Failure to Document Medication Disposition for a Resident
Penalty
Summary
The facility failed to document the disposition of medications and the quantity of drugs disposed for one of the three closed clinical records reviewed, specifically for Resident 89. According to the facility's policy for discharge medications, a nurse is required to complete a medication disposition record, which should include the amount or quantity of each medication and the nurse releasing the medication. However, a nursing note for Resident 89 indicated that the resident ceased to breathe, and there was no documented evidence in the clinical record of the disposition of medications or the quantity upon the resident's death.
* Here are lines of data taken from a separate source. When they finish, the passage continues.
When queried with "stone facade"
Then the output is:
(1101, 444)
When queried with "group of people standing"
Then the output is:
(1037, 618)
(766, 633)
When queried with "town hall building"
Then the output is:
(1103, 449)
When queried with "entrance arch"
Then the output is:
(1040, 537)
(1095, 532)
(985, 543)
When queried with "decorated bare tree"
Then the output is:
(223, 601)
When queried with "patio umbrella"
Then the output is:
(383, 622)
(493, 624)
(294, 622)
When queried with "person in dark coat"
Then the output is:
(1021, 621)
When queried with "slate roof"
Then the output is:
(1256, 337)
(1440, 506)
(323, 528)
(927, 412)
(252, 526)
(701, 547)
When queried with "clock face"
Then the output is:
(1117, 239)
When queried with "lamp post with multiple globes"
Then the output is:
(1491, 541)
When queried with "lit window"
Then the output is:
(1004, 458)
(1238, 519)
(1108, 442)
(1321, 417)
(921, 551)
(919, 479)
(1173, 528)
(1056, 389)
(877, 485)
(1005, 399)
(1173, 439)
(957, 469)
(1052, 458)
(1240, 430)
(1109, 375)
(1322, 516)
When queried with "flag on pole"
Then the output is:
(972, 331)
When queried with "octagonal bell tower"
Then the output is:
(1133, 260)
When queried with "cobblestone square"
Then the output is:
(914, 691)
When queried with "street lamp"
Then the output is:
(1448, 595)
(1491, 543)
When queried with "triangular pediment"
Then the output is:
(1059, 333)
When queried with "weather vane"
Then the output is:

An interview with the Director of Nursing confirmed the absence of this documentation, acknowledging that it should have been recorded.
Plan Of Correction
1. The facility is unable to retroactively correct the disposition of medications for resident 89. 2. Review will be completed of residents discharged 12/15-12/31/24 from the facility or discharged from the hospital to ensure a medication disposition was completed and identified issues will be corrected. 3. The facility discharges will be reviewed at morning clinical meeting to ensure the medication dispositions have been completed. Director of Nursing or designee will educate the RN Supervisors including agency on the medication disposition practice and their responsibility to document the disposition when there is a discharge from the facility. 4. The Director of Medical Records or designee will audit medication disposition on facility discharge weekly for four weeks then monthly for month. Identified issues will be addressed when found. Results of this audit will be reviewed by the Quality Assurance and Improvement Committee for additional recommendations if necessary.